The literature of Pakistan transcends it to the levels of spirituality. It has been the best expression coupled with lyrical music in the socio-cultural domains in Pakistan. The musicality of the words is the hallmark of poetry. It is the flow of emotions expressed in tranquility. The romantic culture of the subcontinent required the expression of poetry to convey the emotional standards of thought, experience and substance. Poetry is unique in Pakistan as the imagination travels from romanticism to spiritualism. It is divine as the qur’anic expression of the epical sublimity accentuates it.

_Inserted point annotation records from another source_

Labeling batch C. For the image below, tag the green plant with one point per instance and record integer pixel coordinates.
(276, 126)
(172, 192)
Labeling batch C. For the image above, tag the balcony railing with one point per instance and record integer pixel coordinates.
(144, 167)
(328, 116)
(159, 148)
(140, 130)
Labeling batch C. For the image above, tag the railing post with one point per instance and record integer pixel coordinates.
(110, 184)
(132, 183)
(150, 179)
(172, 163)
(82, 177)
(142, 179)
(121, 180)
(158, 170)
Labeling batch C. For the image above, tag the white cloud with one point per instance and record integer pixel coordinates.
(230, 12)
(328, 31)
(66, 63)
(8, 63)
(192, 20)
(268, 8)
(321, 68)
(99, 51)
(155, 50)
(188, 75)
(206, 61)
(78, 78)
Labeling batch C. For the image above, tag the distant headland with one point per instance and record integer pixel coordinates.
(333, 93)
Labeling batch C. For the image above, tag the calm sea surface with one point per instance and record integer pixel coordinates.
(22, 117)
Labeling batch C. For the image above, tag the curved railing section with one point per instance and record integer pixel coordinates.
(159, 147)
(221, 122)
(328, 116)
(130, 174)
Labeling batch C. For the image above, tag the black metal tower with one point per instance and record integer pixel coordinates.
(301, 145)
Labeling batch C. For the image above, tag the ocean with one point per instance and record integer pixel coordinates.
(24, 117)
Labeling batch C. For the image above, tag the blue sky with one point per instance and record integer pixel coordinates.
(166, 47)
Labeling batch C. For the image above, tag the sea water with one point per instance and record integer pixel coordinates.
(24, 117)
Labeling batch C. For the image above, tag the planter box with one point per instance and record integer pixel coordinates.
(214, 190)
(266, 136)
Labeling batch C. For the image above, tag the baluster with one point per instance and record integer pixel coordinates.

It is part of our aesthetic code and the best expression of our existence. The international day of poetry reminds readers of the aesthetical revival of poetry. Pakistan has an anthology of languages; therefore, it is significant that all languages are promoted. Poetry in Urdu and Punjabi has been very close to the respective communities in Pakistan. Furthermore, the day urges the communities to develop regional and national poetry culture to provide poetic justice to the aesthetical pleasure of humans.